Note: it may contain trace amounts of gluten if processed in a factory using gluten-containing products – like wheat. Be sure to read the labels for gluten-free status.
How-to Make Fluffy Quinoa Every Time: Tips
Tip 1: Rinse it.
Rinse your dry quinoa in water before cooking. This removes some of the ‘mush-promoting’ grit on the grain.

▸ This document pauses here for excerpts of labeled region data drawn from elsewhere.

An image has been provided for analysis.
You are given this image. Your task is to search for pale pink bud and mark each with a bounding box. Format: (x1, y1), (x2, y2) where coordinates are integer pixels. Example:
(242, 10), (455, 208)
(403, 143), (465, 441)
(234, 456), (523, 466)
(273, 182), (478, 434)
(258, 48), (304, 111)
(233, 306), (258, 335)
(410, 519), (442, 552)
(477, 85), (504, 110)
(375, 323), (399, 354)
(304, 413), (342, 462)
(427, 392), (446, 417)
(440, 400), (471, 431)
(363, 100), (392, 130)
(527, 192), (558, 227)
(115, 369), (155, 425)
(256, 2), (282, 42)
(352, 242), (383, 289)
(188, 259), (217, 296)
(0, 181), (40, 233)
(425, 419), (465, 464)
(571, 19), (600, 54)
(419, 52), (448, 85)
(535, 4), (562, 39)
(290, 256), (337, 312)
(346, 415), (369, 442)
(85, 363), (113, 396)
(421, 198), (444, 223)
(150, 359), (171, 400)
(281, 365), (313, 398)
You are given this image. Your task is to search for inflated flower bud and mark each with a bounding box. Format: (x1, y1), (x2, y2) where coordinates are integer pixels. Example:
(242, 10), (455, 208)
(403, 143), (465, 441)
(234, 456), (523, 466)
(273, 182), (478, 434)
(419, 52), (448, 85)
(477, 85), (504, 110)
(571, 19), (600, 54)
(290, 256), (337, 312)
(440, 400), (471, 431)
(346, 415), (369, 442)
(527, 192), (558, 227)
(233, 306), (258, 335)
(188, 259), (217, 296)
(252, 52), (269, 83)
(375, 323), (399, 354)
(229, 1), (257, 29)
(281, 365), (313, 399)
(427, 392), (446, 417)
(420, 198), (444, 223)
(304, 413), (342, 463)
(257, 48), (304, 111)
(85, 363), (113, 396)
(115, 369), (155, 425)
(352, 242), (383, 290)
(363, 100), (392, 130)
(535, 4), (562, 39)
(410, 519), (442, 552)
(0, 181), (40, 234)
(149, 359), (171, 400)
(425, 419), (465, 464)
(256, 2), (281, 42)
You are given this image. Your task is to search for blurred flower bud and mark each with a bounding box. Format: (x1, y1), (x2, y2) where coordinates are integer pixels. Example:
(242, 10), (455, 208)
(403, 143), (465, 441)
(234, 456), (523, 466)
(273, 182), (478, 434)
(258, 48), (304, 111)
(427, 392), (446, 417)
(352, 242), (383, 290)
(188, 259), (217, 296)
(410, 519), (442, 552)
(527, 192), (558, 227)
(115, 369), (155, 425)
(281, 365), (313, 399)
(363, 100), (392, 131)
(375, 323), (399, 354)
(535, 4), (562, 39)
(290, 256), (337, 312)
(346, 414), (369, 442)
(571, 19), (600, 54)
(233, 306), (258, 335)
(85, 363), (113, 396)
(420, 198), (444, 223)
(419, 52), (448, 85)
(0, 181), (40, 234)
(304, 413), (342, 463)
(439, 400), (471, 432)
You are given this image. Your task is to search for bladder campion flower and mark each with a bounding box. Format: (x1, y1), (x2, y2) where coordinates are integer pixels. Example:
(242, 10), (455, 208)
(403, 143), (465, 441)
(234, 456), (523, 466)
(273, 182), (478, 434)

Tip 2: Less is More. (Water)
Most boxes of quinoa say to add 2 cups of water for every one cup of dry quinoa. I say that is too much! And remember if you are rinsing your quinoa you will be adding a bit more water anyways. For fluffy quinoa, less water is more. I do 1 part dry quinoa : 1 1/2 parts water ratio – then I rinse the quinoa and drain as much water as I can. For the Spiced Quinoa recipe below I added in some dry spices so the water amount increases a tad.
Tip 3: No Peeking!
Once you close that pot lid over your cooking quinoa – no peeking! And no stirring! You don’t want to disturb the quinoa fluff factory bubbling inside.
Tip 4: Let it Sit.
After cooking and before you lift the lid, turn OFF the stove and in the words of Kelly Clarkson, “Just Walk Away.” Let the quinoa sit for a good 5-10 minutes. Again – no peeking!
Tip 5: Stick a Fork in it.
Fluff your cooked quinoa with a fork. No mush-enhancing spoons allowed.